January 9, 2014 - Fuad Chiragov - Articles and Commentary

Nagorno-Karabakh Occupation Map

Map (CC) Clevelander: commons.wikimedia.org

This article is a response to a previously published text titled Crisis Group on the Karabakh Conflict.

The article “Crisis Group on the Karabakh Conflict” by Michael Kambeck is yet another attempt to diffuse disinformation over the conflict between Armenia and Azerbaijan. Based on deliberate misinterpretation of the latest report of the Crisis Group, the author did not even abstain from the intention to present the article in a biased manner. The article from the outset reverses the insights of the report, namely labeling the conflict between Armenia and Azerbaijan over Nagorno-Karabakh as the “Karabakh conflict”, thus intending to allege the occupied seven regions of Azerbaijan to the disputable areas.

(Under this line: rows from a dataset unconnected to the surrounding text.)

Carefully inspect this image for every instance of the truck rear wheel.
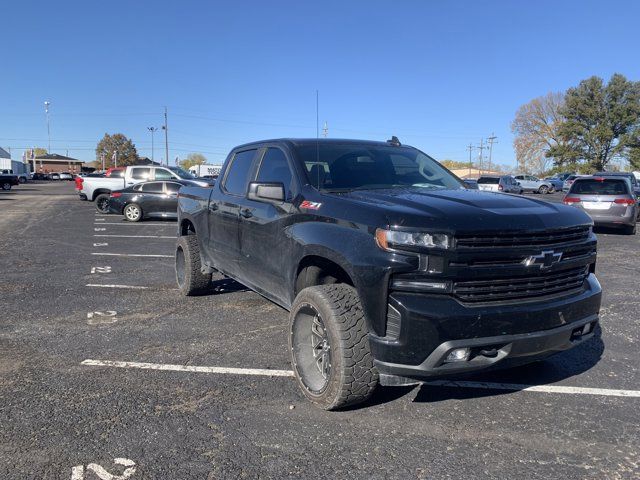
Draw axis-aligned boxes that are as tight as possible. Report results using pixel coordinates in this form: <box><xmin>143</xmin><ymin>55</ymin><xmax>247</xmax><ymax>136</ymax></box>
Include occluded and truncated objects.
<box><xmin>176</xmin><ymin>235</ymin><xmax>211</xmax><ymax>296</ymax></box>
<box><xmin>289</xmin><ymin>284</ymin><xmax>378</xmax><ymax>410</ymax></box>
<box><xmin>96</xmin><ymin>193</ymin><xmax>109</xmax><ymax>213</ymax></box>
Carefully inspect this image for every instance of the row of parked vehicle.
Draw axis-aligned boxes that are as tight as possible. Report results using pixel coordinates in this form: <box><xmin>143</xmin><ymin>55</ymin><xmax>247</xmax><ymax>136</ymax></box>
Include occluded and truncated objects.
<box><xmin>76</xmin><ymin>166</ymin><xmax>215</xmax><ymax>222</ymax></box>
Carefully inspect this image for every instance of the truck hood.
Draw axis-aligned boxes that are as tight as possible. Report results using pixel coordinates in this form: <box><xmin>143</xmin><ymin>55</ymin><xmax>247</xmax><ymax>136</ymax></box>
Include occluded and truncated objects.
<box><xmin>340</xmin><ymin>188</ymin><xmax>592</xmax><ymax>232</ymax></box>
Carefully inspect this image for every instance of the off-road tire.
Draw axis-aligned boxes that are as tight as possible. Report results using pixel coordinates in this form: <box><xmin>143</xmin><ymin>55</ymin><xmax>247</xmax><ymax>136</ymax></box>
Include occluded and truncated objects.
<box><xmin>175</xmin><ymin>235</ymin><xmax>211</xmax><ymax>297</ymax></box>
<box><xmin>289</xmin><ymin>284</ymin><xmax>378</xmax><ymax>410</ymax></box>
<box><xmin>122</xmin><ymin>203</ymin><xmax>144</xmax><ymax>222</ymax></box>
<box><xmin>95</xmin><ymin>193</ymin><xmax>109</xmax><ymax>213</ymax></box>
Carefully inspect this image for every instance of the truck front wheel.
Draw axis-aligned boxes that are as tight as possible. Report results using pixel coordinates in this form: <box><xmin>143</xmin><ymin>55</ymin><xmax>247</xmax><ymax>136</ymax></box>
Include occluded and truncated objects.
<box><xmin>176</xmin><ymin>235</ymin><xmax>211</xmax><ymax>296</ymax></box>
<box><xmin>289</xmin><ymin>284</ymin><xmax>378</xmax><ymax>410</ymax></box>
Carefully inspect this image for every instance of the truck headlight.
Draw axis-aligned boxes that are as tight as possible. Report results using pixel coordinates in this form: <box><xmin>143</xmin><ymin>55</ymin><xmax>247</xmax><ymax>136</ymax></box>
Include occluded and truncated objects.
<box><xmin>376</xmin><ymin>228</ymin><xmax>452</xmax><ymax>250</ymax></box>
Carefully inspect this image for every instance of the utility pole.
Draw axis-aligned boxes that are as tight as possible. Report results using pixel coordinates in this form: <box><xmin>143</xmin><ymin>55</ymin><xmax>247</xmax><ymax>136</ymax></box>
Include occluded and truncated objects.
<box><xmin>467</xmin><ymin>143</ymin><xmax>473</xmax><ymax>175</ymax></box>
<box><xmin>44</xmin><ymin>100</ymin><xmax>51</xmax><ymax>153</ymax></box>
<box><xmin>147</xmin><ymin>127</ymin><xmax>158</xmax><ymax>162</ymax></box>
<box><xmin>487</xmin><ymin>133</ymin><xmax>498</xmax><ymax>171</ymax></box>
<box><xmin>162</xmin><ymin>107</ymin><xmax>169</xmax><ymax>167</ymax></box>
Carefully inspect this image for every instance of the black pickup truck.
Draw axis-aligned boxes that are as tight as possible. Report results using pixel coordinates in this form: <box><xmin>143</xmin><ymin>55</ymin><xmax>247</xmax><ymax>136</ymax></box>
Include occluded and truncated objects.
<box><xmin>176</xmin><ymin>137</ymin><xmax>601</xmax><ymax>409</ymax></box>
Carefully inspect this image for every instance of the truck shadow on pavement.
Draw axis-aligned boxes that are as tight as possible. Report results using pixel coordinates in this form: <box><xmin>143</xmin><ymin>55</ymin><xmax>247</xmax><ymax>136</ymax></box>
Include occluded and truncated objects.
<box><xmin>356</xmin><ymin>325</ymin><xmax>604</xmax><ymax>408</ymax></box>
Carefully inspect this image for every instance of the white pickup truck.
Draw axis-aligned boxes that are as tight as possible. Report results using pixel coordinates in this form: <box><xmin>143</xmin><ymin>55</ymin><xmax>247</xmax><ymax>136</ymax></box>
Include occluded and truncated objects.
<box><xmin>76</xmin><ymin>165</ymin><xmax>213</xmax><ymax>213</ymax></box>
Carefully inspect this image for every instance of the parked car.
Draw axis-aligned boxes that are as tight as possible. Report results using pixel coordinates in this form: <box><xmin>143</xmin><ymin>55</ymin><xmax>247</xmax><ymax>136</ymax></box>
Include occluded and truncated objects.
<box><xmin>593</xmin><ymin>172</ymin><xmax>640</xmax><ymax>196</ymax></box>
<box><xmin>0</xmin><ymin>174</ymin><xmax>20</xmax><ymax>190</ymax></box>
<box><xmin>478</xmin><ymin>175</ymin><xmax>523</xmax><ymax>194</ymax></box>
<box><xmin>0</xmin><ymin>168</ymin><xmax>29</xmax><ymax>183</ymax></box>
<box><xmin>544</xmin><ymin>177</ymin><xmax>564</xmax><ymax>193</ymax></box>
<box><xmin>564</xmin><ymin>176</ymin><xmax>640</xmax><ymax>235</ymax></box>
<box><xmin>76</xmin><ymin>165</ymin><xmax>213</xmax><ymax>213</ymax></box>
<box><xmin>562</xmin><ymin>174</ymin><xmax>589</xmax><ymax>192</ymax></box>
<box><xmin>462</xmin><ymin>178</ymin><xmax>478</xmax><ymax>190</ymax></box>
<box><xmin>175</xmin><ymin>139</ymin><xmax>601</xmax><ymax>410</ymax></box>
<box><xmin>514</xmin><ymin>174</ymin><xmax>553</xmax><ymax>194</ymax></box>
<box><xmin>109</xmin><ymin>180</ymin><xmax>201</xmax><ymax>222</ymax></box>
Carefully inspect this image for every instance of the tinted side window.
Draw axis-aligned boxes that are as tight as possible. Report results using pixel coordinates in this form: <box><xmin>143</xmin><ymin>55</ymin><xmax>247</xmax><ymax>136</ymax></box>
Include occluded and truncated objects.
<box><xmin>131</xmin><ymin>168</ymin><xmax>151</xmax><ymax>180</ymax></box>
<box><xmin>223</xmin><ymin>150</ymin><xmax>256</xmax><ymax>195</ymax></box>
<box><xmin>256</xmin><ymin>148</ymin><xmax>293</xmax><ymax>200</ymax></box>
<box><xmin>155</xmin><ymin>168</ymin><xmax>175</xmax><ymax>180</ymax></box>
<box><xmin>141</xmin><ymin>182</ymin><xmax>163</xmax><ymax>193</ymax></box>
<box><xmin>167</xmin><ymin>182</ymin><xmax>182</xmax><ymax>193</ymax></box>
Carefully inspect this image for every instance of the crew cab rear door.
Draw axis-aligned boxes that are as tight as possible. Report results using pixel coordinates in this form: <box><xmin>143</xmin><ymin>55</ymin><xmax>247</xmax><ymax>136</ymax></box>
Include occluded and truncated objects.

A barrier for negotiations?

The arguments over Azerbaijan’s willingness to hinder the negotiation process are unacceptable, with the very simple fact that the status quo cannot and will never be accepted by Azerbaijan which seeks a peaceful settlement till all leverages are exhausted. Attempts to present the current situation over Nagorno-Karabakh as a fait-accompli prove that Armenian intentions are to maintain the status quo. Thus, the mentioned argument by the author, that Azerbaijan is willing to hamper the negotiation process, is conversely true. There is also a visible contradiction in what the author of the article says. On the one hand Azerbaijan is accused of hampering the negotiation process, whereas on the other hand it is found guilty for seeking conflict resolution in cooperation with international institutions.

Therefore, one may argue that Kambeck’s true intention behind the article is to blackmail Azerbaijan and its goodwill-based activities aimed at reconciling the conflict. Furthermore, the author insists that Azerbaijan tends to ignore the Confidence Building Mechanisms (CBMs), whereas official Baku has never ignored the CBM. As to the issue of Ramil Safarov, which Mr. Kambeck refers to explain the absence of CBM’s from Azerbaijani side, his extradition to Azerbaijan was carried out in full compliance with the 1983 Strasbourg Convention on the Transfer of Sentenced Persons of the Council of Europe to which Azerbaijan is also a party. In accordance with the provisions of this convention, a person sentenced in the territory of a party may be transferred to the territory of another party by the mutual consent of sentencing and administering States. The administering State may continue the enforcement of the sentence or convert it through a judicial or administrative procedure, into a decision of that state. The Article 12 of the convention states that “Each Party may grant pardon, amnesty or commutation of the sentence in accordance with its Constitution or other laws”. In line with the Article 109 (22) of the Constitution of the Republic of Azerbaijan, pardoning is the exclusive right of the President of the Republic of Azerbaijan. An emphasis here should be made on the fact that the issue over Ramil Safarov’s release has been extremely politicised by powers willing to impede the negotiation process.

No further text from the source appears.